Homodimer of two F-box proteins βTrCP1 or βTrCP2 binds to IκBα for signal-dependent ubiquitination

We found previously that overexpression of an F-box protein beta TrCP1 and the structurally related beta TrCP2 augments ubiquitination of phosphorylated I kappa B alpha (pI kappa B alpha) induced by tumor necrosis factor-alpha (TNF-alpha), but the relationship of the two homologous beta TrCP proteins remains unknown. Herein we reveal that deletion mutants of beta TrCP1 and beta TrCP2 lacking the F-box domain suppressed ubiquitination and destruction of pI kappa B alpha as well as transcriptional activation of NF-kappa B, The ectopically expressed beta TrCP1 and beta TrCP2 formed both homodimer and heterodimer complexes without displaying the trimer complex.
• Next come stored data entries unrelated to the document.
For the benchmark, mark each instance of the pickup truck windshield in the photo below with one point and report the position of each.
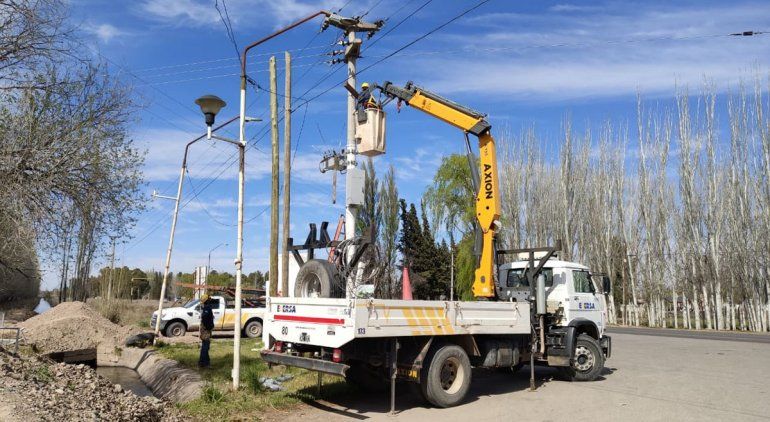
(191, 304)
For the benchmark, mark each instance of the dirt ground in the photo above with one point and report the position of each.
(647, 379)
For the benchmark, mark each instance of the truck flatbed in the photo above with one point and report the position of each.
(335, 322)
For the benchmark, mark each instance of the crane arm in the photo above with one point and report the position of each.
(488, 194)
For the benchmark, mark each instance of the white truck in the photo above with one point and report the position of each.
(538, 310)
(177, 321)
(435, 343)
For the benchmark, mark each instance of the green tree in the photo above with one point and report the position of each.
(451, 201)
(388, 207)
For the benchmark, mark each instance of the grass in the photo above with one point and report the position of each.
(220, 402)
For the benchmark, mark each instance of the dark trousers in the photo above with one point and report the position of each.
(204, 358)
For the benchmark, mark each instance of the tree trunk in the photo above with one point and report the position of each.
(696, 307)
(706, 306)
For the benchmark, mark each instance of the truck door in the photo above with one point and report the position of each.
(583, 302)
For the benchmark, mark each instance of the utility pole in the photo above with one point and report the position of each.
(112, 271)
(274, 184)
(452, 275)
(286, 177)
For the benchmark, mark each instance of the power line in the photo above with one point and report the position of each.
(228, 27)
(214, 76)
(152, 69)
(402, 48)
(393, 28)
(227, 66)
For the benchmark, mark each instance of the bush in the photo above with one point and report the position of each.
(212, 394)
(252, 378)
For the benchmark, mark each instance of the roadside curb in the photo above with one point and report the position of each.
(167, 379)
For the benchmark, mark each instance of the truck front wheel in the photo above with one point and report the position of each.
(447, 378)
(588, 362)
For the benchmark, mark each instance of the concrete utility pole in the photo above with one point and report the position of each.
(274, 184)
(112, 271)
(352, 175)
(286, 178)
(351, 210)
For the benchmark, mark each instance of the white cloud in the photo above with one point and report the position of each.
(571, 8)
(242, 12)
(105, 31)
(181, 12)
(612, 52)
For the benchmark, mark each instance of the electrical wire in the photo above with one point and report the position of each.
(152, 69)
(404, 47)
(307, 101)
(228, 27)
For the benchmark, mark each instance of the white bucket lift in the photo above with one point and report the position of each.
(370, 135)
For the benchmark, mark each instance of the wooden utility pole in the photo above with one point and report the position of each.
(286, 178)
(274, 190)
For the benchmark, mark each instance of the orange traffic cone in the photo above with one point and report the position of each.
(406, 285)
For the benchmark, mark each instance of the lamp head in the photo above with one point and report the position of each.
(210, 106)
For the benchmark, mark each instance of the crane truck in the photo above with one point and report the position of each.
(532, 308)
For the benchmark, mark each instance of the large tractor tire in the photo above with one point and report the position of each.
(588, 362)
(318, 278)
(447, 378)
(175, 329)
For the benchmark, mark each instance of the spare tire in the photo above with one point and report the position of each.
(318, 278)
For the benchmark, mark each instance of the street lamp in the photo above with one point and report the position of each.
(176, 200)
(208, 263)
(210, 106)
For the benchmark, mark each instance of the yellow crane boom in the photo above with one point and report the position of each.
(488, 192)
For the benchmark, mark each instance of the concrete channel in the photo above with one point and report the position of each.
(164, 378)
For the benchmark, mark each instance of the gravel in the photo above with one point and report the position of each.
(40, 389)
(73, 326)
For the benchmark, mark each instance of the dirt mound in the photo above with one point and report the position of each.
(73, 326)
(43, 390)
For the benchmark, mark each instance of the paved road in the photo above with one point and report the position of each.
(700, 334)
(649, 378)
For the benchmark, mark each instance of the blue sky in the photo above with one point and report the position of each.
(523, 63)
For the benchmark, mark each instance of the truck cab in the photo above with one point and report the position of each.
(571, 291)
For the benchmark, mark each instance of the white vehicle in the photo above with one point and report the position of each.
(178, 320)
(538, 311)
(435, 343)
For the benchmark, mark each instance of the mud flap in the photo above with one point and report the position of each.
(560, 346)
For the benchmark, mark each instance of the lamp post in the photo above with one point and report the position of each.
(176, 200)
(210, 106)
(208, 263)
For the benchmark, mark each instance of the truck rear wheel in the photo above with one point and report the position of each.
(588, 362)
(447, 378)
(253, 329)
(317, 278)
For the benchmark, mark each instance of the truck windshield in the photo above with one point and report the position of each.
(191, 304)
(517, 278)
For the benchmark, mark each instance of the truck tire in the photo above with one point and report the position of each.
(588, 362)
(253, 329)
(175, 329)
(317, 278)
(447, 378)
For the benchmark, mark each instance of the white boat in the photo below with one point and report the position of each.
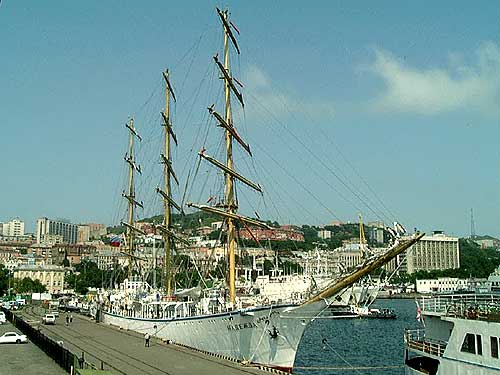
(214, 320)
(461, 336)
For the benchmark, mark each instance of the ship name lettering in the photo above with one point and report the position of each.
(235, 327)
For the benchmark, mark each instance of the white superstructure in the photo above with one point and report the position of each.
(461, 336)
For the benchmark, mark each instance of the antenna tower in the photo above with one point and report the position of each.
(472, 225)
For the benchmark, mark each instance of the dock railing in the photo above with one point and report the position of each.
(467, 306)
(415, 339)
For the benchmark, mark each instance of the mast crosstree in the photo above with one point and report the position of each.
(132, 202)
(225, 121)
(168, 171)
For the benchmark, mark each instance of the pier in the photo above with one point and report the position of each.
(25, 359)
(105, 347)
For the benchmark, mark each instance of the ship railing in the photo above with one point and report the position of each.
(470, 306)
(415, 339)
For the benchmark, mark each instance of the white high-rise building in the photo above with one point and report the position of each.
(435, 252)
(13, 228)
(45, 226)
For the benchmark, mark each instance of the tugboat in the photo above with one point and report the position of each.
(461, 336)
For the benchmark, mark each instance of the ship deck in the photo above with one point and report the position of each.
(123, 352)
(415, 340)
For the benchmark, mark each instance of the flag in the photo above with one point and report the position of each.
(116, 241)
(420, 318)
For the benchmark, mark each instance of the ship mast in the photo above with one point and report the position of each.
(362, 239)
(132, 202)
(230, 204)
(229, 194)
(166, 194)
Dimerization of beta TrCP1 and/or beta TrCP2 takes place at their conserved NH2-terminal regions, termed a "D-domain" (for dimerization domain), located upstream of the F-box domain. The D-domain was necessary and sufficient for the dimer formation. Intriguingly, the beta TrCP homodimer, but not the heterodimer, was selectively recruited to pI kappa B alpha induced by TNF-alpha. These results indicate that not only beta TrCP1 but also beta TrCP2 participates in the ubiquitination- dependent destruction of I kappa B alpha by forming SCFbeta TrCP1-beta TrCP1 and SCFbeta TrCP2-beta TrCP2 ubiquitin-ligase complexes.